25 June 2004
MADRID — The Spanish government passed a draft bill Friday to crackdown on domestic violence despite criticism from an authoritative legal body.
The Socialist administration decided to pass the bill without changing its “spirit or philosophy”.
But the General Council of the Judiciary had said the bill was “unconstitutional”.
It said the bill discriminated in favour of women and did not consider other victims of domestic violence like children, men and pensioners.
The government does not have to change legislation after reports from the Council.
However, Juan Fernando López Aguilar, the Justice Minister, said the government would approve the bill in “spirit and philosophy”.
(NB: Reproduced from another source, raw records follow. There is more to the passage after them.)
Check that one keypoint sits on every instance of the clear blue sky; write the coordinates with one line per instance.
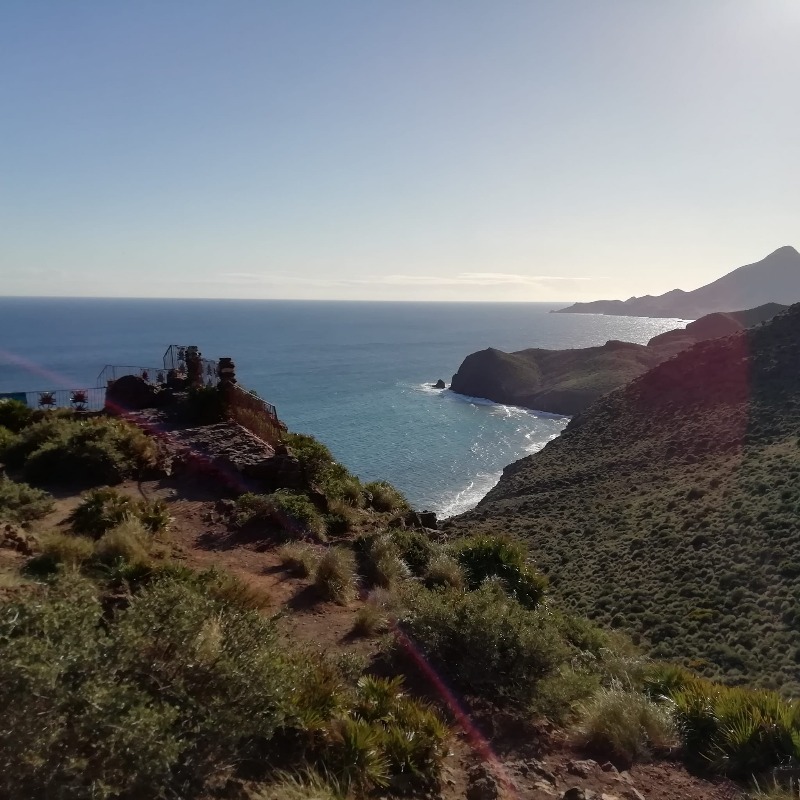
(388, 149)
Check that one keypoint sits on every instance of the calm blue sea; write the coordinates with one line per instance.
(355, 375)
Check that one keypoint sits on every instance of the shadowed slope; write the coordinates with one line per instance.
(671, 507)
(568, 381)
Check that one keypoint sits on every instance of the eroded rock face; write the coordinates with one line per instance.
(131, 393)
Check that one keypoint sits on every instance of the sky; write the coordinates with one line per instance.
(532, 150)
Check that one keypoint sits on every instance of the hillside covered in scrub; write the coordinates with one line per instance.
(671, 508)
(569, 381)
(166, 633)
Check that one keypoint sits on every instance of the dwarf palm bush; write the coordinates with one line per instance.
(335, 577)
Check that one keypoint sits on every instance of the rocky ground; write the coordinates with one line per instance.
(492, 756)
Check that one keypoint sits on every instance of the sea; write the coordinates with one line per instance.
(357, 375)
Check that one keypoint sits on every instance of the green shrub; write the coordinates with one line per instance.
(382, 496)
(159, 700)
(382, 563)
(353, 754)
(222, 586)
(625, 725)
(294, 512)
(737, 731)
(307, 786)
(22, 503)
(100, 510)
(341, 517)
(15, 415)
(335, 577)
(315, 457)
(485, 557)
(103, 509)
(370, 620)
(387, 734)
(128, 542)
(486, 643)
(298, 558)
(85, 452)
(415, 548)
(7, 440)
(443, 572)
(64, 548)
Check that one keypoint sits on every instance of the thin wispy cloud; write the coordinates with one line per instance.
(460, 279)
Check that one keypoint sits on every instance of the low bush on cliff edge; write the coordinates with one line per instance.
(61, 449)
(22, 503)
(382, 496)
(293, 512)
(485, 642)
(501, 557)
(177, 687)
(102, 509)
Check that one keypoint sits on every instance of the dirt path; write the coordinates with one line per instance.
(500, 763)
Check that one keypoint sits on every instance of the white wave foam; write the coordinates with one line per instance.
(468, 497)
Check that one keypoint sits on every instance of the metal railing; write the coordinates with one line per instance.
(111, 372)
(175, 357)
(92, 399)
(257, 415)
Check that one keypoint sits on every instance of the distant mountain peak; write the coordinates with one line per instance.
(774, 279)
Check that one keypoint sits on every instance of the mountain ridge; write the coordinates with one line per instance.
(670, 508)
(772, 279)
(568, 381)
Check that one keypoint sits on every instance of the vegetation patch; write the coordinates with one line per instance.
(66, 450)
(103, 509)
(20, 502)
(294, 513)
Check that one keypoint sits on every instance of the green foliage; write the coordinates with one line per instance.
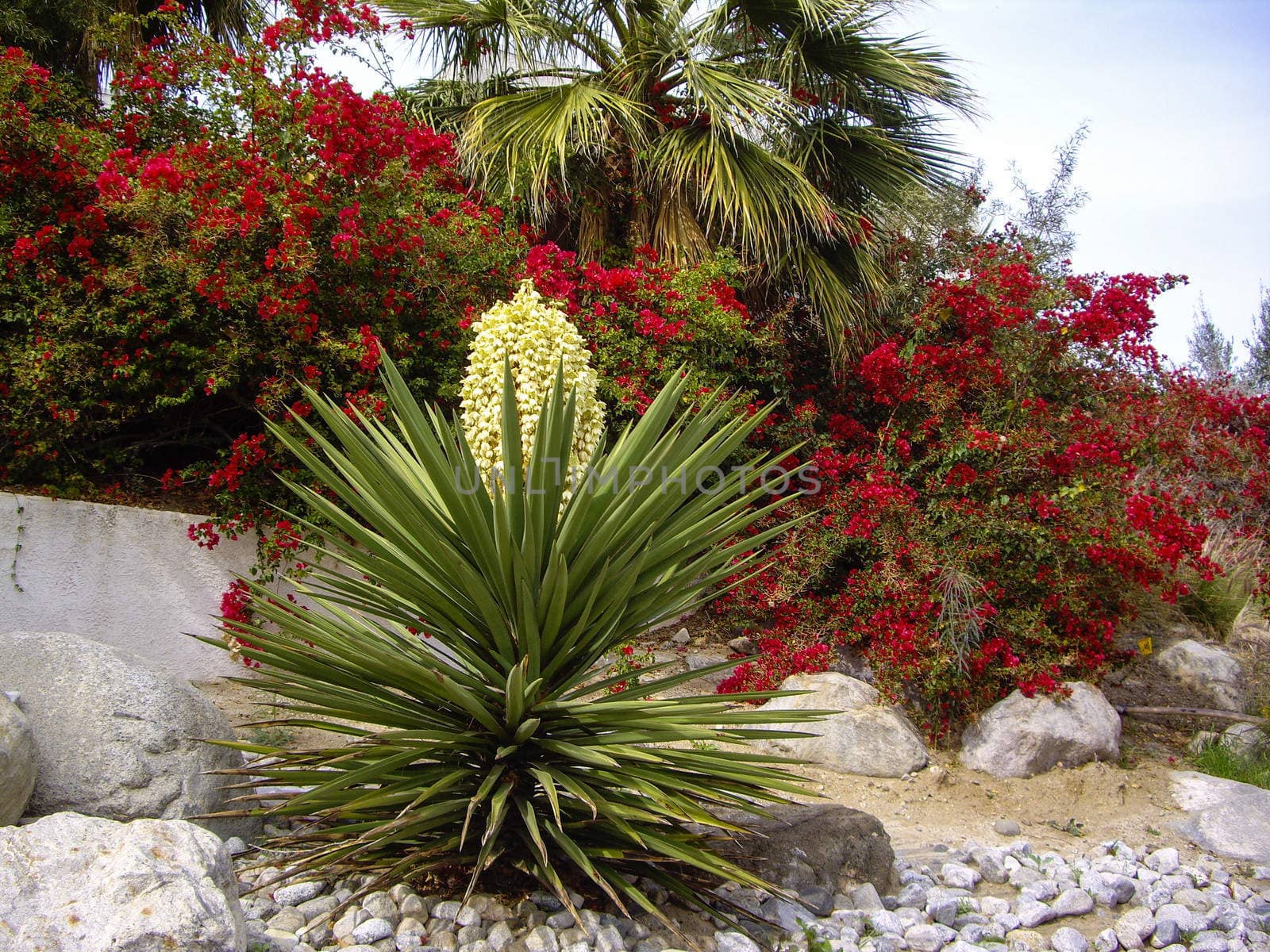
(779, 130)
(1221, 759)
(1257, 372)
(1212, 353)
(75, 37)
(464, 635)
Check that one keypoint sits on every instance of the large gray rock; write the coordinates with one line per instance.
(1022, 736)
(93, 885)
(818, 844)
(116, 739)
(1223, 816)
(1206, 670)
(864, 738)
(17, 762)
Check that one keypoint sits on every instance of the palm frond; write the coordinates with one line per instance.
(746, 194)
(529, 136)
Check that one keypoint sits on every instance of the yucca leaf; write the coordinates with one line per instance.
(501, 723)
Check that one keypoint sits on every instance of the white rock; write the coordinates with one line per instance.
(1068, 939)
(734, 942)
(864, 739)
(116, 739)
(1206, 670)
(18, 762)
(1024, 736)
(1165, 861)
(298, 892)
(372, 931)
(1033, 913)
(94, 885)
(1134, 927)
(959, 876)
(1225, 816)
(1073, 903)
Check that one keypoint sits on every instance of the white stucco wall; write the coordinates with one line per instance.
(117, 574)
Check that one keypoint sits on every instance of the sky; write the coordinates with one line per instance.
(1176, 165)
(1178, 160)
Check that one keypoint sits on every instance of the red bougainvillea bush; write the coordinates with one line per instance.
(237, 221)
(1009, 479)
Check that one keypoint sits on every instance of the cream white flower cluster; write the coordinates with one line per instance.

The bill would set up specialised judiciary dedicated to dealing with domestic violence cases, increase jail terms for those convicted of attacks and improve protection for women who alleged they were the victim of violence from their partners.
Aguilar added that apart from the criticism of the Council, four other reports from other organisations were “very favourable”.
He also said that though a majority of judges on the Council voted against the bill, it was not a unanimous vote against its proposals.
The other reports were from the Economic and Social Council, the Attorney General’s Council, the Scholastic Council and the Council of State.
But Aguilar said that these reports did suggest ways in which the bill could be improved.
One report said that the bill should provide better protection for children caught up in domestic violence cases.
It added that it should refer explicitly to women as victims – to avoid criticism that the bill would only protect them and not other victims.
Enrique López, spokesman of the General Council, said the bill was “not at fault for what it included but for what it left out”.